# Is this possible?



## jabrewer75 (Jan 25, 2013)

I have a small table that I'd like to put a layout on. The surface measures only 15" wide. I was wondering if it's possible to get the turning radius tight enough to fit this space? 
Thanks,Aaron


----------



## sstlaure (Oct 12, 2010)

I think standard minimum radius for N scale is 9" or an 18" wide minimum diameter circle. If you stuck with shorter length engines/rolling stock you would be able to do it with the size you have.

You could easily put a slightly larger top on the table to gain the additional width necessary to maintain a minimum radius >9". I would think 22" wide would be just about perfect.


----------



## jabrewer75 (Jan 25, 2013)

Ok, cool. Thanks. I'm going to give it shot.


----------



## NIMT (Jan 6, 2011)

I'm thinking your going to have to drop down to Z scale!


----------



## timlange3 (Jan 16, 2013)

N scale would be 9" radius, if you run four axle engine and short cars you can do 15" diameter, but only 2-3 cars at most. Z scale would be quite doable though.

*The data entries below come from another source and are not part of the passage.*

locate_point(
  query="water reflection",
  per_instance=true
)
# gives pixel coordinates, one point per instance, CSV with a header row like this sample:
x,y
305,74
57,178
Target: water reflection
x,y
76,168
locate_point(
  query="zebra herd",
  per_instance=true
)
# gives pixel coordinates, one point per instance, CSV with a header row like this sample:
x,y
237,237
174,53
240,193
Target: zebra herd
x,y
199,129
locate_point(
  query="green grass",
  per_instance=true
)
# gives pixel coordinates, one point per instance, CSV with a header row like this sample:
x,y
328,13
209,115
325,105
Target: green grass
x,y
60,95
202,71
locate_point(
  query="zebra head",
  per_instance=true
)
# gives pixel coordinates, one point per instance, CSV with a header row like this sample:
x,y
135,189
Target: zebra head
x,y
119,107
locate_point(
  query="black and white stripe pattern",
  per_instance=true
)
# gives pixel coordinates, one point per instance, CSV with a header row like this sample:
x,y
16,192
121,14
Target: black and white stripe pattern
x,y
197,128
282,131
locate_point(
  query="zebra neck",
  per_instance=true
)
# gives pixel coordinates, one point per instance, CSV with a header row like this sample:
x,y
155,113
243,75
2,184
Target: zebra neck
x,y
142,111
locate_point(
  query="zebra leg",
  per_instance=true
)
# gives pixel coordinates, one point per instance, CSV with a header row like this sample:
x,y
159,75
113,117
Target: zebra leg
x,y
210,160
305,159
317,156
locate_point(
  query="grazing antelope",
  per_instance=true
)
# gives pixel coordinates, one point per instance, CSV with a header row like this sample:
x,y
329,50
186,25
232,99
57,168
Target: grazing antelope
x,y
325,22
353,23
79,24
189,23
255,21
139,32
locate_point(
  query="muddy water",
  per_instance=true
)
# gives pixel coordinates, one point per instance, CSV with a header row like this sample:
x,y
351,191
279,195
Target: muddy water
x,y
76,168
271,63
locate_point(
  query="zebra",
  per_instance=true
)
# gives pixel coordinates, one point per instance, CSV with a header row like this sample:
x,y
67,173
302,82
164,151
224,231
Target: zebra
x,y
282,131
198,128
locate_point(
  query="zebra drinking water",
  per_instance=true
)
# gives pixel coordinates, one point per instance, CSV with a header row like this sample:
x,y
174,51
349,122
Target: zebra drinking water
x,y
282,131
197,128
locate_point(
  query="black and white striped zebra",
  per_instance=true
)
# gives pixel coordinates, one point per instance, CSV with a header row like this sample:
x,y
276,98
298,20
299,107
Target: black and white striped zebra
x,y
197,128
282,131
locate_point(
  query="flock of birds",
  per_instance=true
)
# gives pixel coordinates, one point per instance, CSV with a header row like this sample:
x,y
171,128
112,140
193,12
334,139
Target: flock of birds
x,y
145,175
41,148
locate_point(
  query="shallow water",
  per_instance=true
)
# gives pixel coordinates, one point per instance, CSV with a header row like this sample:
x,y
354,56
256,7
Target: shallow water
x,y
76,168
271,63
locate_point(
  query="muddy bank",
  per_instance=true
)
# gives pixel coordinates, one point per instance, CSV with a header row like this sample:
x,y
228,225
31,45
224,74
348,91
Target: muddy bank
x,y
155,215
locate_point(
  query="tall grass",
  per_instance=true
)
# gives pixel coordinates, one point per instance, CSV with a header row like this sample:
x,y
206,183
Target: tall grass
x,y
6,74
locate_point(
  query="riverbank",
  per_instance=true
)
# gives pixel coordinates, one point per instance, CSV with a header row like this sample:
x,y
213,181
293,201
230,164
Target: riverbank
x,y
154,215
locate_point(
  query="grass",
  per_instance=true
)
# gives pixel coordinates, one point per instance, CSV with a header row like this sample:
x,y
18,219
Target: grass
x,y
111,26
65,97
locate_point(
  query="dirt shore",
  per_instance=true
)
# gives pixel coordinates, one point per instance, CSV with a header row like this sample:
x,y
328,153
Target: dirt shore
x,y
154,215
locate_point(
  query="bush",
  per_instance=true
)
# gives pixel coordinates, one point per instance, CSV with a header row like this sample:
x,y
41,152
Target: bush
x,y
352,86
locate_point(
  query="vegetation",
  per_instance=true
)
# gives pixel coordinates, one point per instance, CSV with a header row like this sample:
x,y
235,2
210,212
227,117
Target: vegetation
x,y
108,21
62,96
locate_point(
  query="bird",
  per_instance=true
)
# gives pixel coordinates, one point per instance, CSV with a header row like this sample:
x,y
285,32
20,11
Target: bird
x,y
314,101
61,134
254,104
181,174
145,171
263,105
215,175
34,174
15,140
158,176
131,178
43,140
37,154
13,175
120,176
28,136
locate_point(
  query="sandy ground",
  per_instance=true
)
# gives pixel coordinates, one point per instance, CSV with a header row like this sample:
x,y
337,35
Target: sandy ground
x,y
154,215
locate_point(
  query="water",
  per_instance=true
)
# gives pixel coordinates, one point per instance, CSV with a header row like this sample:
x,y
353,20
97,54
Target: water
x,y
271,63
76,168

Most people design the railroad they want and find a table to fit though!


----------



## jabrewer75 (Jan 25, 2013)

Space is very limited. I have a flat screen tv that sits on the table. So I had the thought that it'd be a fun little project to build a relatively simple layout in the remaining space. If I do N, the train will be just be a small diesel with probably a few tank cars. I am considering putting a slightly larger board on top of the table to accomidate it. Z scale is also a really good idea and something I'm considering but I'm not sure if I want to do that small of a scale.


----------



## Don Trinko (Oct 23, 2012)

I would consider your idea of putting a larger board on the table. You can then remove the "layout" when you want to use the table as a table.
My N scale is a 24" circle with some added straights. I think 15" would impose some severe limits. All IMO; Don


----------